1. Consider the “6% Rule.”

It’s a financial dilemma as old as time: Save, or pay down debt? This is especially concerning for recent grads who likely don’t have an emergency fund in place and have student loans to pay off. When it comes to that conundrum, Shannah Compton Game, a certified financial planner and Millennial money strategist, offers her clients the 6% rule as a guide.

“If you have a student loan that’s under 6% interest, you’re better off just paying that off over time and taking the rest of your money and putting it to work – investing it, growing your emergency fund, doing all of those things that are actually going to get you ahead,” she says. But on the other hand, “If you’ve got student loans over 6%, work on paying those puppies off.” Focusing on high-interest loans before you double down on other money goals can dramatically shave off how long you’ll be making payments.

2. Focus on one target at a time.

Whether you get a bonus at work, a stack of Benjamins for your birthday, or just managed to trim some extra money from your monthly budget, try throwing that extra cash towards your student loans. When you go above and beyond the monthly minimum, you’re paying off more of the loan’s principal, which means you’ll pay less over the long run and finish making payments sooner.

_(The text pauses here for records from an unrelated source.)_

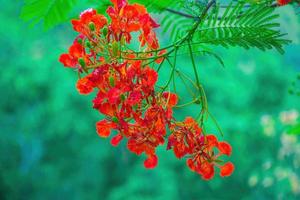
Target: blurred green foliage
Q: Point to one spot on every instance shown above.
(49, 148)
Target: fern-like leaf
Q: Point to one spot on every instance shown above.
(50, 12)
(244, 26)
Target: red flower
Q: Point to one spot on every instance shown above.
(170, 98)
(150, 77)
(227, 169)
(224, 148)
(87, 19)
(151, 162)
(161, 53)
(283, 2)
(104, 128)
(84, 85)
(116, 140)
(76, 51)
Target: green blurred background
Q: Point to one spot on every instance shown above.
(49, 148)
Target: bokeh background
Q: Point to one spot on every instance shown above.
(49, 148)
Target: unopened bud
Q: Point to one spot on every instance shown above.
(79, 40)
(81, 62)
(88, 44)
(92, 26)
(112, 81)
(104, 31)
(115, 48)
(123, 97)
(114, 119)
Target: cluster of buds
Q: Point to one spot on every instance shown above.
(125, 84)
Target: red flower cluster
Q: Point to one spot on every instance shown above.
(187, 139)
(125, 87)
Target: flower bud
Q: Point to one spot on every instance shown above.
(79, 40)
(92, 26)
(114, 119)
(104, 31)
(81, 62)
(112, 81)
(123, 97)
(88, 44)
(115, 48)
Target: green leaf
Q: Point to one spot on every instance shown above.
(49, 12)
(294, 130)
(244, 26)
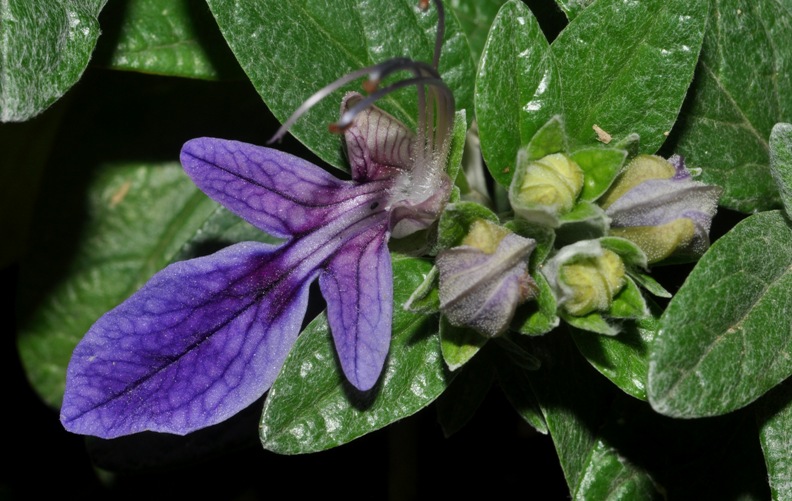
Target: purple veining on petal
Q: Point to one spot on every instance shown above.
(481, 290)
(279, 193)
(199, 342)
(378, 145)
(358, 286)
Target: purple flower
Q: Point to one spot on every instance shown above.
(205, 338)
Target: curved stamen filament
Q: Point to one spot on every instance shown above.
(375, 74)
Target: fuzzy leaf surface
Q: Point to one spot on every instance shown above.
(517, 88)
(725, 337)
(740, 92)
(615, 62)
(44, 48)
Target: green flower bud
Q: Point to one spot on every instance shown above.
(586, 277)
(546, 188)
(593, 282)
(656, 204)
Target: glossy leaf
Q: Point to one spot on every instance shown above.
(575, 402)
(739, 93)
(44, 48)
(781, 162)
(775, 435)
(138, 217)
(311, 407)
(177, 38)
(573, 7)
(626, 66)
(290, 49)
(514, 381)
(463, 397)
(517, 88)
(475, 18)
(724, 338)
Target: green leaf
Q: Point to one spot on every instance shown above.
(573, 7)
(459, 344)
(178, 38)
(44, 47)
(600, 166)
(740, 91)
(626, 66)
(624, 358)
(463, 397)
(136, 219)
(725, 338)
(781, 162)
(576, 403)
(311, 406)
(515, 384)
(290, 49)
(538, 316)
(775, 435)
(517, 88)
(475, 18)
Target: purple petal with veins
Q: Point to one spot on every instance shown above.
(205, 338)
(202, 340)
(358, 286)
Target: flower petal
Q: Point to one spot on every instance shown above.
(202, 340)
(279, 193)
(358, 287)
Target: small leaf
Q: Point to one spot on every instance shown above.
(573, 7)
(537, 317)
(724, 338)
(459, 344)
(44, 48)
(463, 397)
(290, 49)
(311, 406)
(626, 67)
(514, 382)
(781, 162)
(517, 88)
(624, 358)
(739, 93)
(456, 219)
(600, 166)
(178, 38)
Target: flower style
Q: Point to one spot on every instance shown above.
(656, 204)
(205, 338)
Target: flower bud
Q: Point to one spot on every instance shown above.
(483, 280)
(544, 189)
(586, 277)
(656, 204)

Don’t spread your windfall between the loans – you’ll get a bigger boost of motivation if you focus on one loan at a time and see the impact your extra payments are making, says Compton Game. You can either attack the loan with the highest interest first or the one with the smallest balance. “Either method you choose, you’re going to win,” says Compton Game. “You’ll be paying off debt much faster than you would if you’re just throwing payments all around the place.” Once that loan is paid off, take the amount you’ve been allocating each month and apply it toward another loan.

3. Consider refinancing. 

A few percentage points might not sound like a lot, but when it comes to student loan interest rates, it could be the difference between hundreds or even thousands of dollars. If you have a good credit score, some lenders will refinance your loans to a rate as low as 2%. “It’s so close to zero it’s ridiculous,” says Compton Game.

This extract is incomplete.